このあいまいさは、「ステラティジック・アンビグイティ=戦略的曖昧さ」と表現されている。
米国は台湾の中国帰属をはっきりとは認めず、台湾有事の際に軍事出動する可能性を「オプション」として残している。
日本と米国の台湾問題に関する条約上の立ち位置が異なっていることを確認することが重要である。

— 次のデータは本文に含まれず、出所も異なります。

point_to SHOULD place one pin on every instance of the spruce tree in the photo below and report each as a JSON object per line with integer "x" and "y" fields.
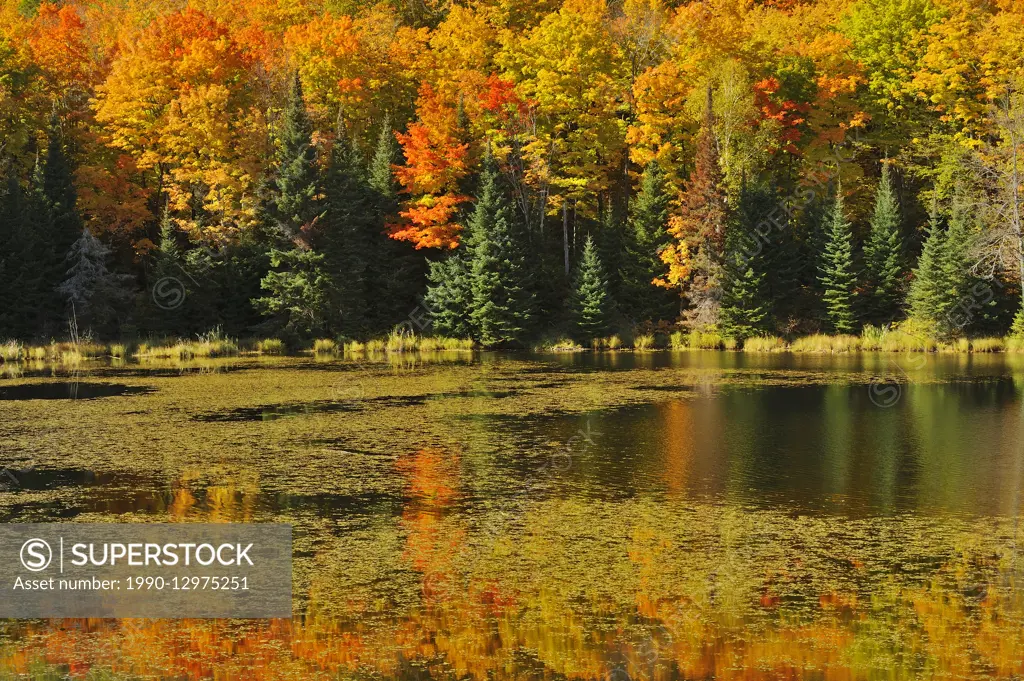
{"x": 926, "y": 288}
{"x": 645, "y": 236}
{"x": 396, "y": 271}
{"x": 747, "y": 296}
{"x": 954, "y": 267}
{"x": 450, "y": 294}
{"x": 884, "y": 253}
{"x": 347, "y": 231}
{"x": 294, "y": 202}
{"x": 300, "y": 296}
{"x": 503, "y": 301}
{"x": 837, "y": 271}
{"x": 590, "y": 304}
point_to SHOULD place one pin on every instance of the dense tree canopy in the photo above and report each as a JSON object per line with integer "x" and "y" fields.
{"x": 236, "y": 128}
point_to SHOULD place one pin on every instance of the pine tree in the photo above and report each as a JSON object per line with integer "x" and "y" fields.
{"x": 395, "y": 270}
{"x": 645, "y": 236}
{"x": 954, "y": 268}
{"x": 747, "y": 296}
{"x": 926, "y": 288}
{"x": 347, "y": 231}
{"x": 450, "y": 294}
{"x": 387, "y": 155}
{"x": 92, "y": 292}
{"x": 590, "y": 304}
{"x": 294, "y": 201}
{"x": 503, "y": 302}
{"x": 884, "y": 253}
{"x": 837, "y": 271}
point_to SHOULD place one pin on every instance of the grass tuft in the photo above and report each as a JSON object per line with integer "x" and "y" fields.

1972年の日中共同声明、1978年の日中平和友好条約締結時に難題が存在した。
尖閣諸島領有権問題だ。
日中両国政府はともに尖閣諸島の領土主権を主張し、現実に論争が存在することを認めつつ、この問題を留保し、将来の解決に待つことで了解した。
これを「棚上げ合意」と呼んでいる。
「棚上げ合意」が存在したことを読売新聞が社説に明記した。
1979年5月31日付読売新聞社説だ。
「尖閣諸島の領有権問題は1972年の国交正常化の時も、昨年夏の日中平和友好条約の調印の際にも問題になったが、いわゆる「触れないでおこう」方式で処理されてきた。
つまり、日中双方とも領土主権を主張し、現実に論争が存在することを認めながら、この問題を留保し、将来の解決に待つことで日中政府間の了解がついた。

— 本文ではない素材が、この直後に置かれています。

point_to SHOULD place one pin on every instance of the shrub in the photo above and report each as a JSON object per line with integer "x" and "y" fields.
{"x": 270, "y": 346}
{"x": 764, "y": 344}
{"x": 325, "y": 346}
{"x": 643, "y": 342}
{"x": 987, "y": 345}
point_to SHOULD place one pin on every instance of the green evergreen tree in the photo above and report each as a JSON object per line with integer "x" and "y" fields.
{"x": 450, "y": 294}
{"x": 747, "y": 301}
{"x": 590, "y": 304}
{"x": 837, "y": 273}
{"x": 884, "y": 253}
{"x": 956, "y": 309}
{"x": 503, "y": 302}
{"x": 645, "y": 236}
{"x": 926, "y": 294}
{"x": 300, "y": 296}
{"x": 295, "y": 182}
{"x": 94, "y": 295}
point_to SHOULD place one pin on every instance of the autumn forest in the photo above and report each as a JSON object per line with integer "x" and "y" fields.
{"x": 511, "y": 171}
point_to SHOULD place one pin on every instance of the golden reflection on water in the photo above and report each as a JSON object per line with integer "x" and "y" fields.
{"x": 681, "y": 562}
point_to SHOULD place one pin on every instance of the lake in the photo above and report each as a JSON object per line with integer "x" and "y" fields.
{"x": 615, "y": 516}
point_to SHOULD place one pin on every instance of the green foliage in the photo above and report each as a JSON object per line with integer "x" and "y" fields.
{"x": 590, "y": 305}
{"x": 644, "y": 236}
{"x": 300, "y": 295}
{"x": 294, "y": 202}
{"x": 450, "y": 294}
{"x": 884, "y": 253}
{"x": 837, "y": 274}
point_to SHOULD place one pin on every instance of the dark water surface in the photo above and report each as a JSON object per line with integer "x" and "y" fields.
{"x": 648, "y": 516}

それは共同声明や条約上の文書にはなっていないが、政府対政府のれっきとした「約束ごと」であることは間違いない。
約束した以上は、これを遵守するのが筋道である。」
読売新聞が「棚上げ合意」の存在を明瞭に記述した。
ところが、2010年6月8日、菅直人内閣が質問主意書への答弁書を閣議決定した。
内容は、
「尖閣諸島に関する我が国の立場は、尖閣諸島をめぐり解決すべき領有権の問題はそもそも存在しないというものである。」
日本政府が「棚上げ合意など存在しない」と閣議決定した。
この閣議決定が原因となり、2010年9月7日の尖閣海域中国漁船衝突事件が発生した。
これを契機に中国脅威論が沸騰し、日中関係は劇的に悪化した。
「尖閣海域漁船衝突事件」の真相を明らかにしておくことが決定的に重要である。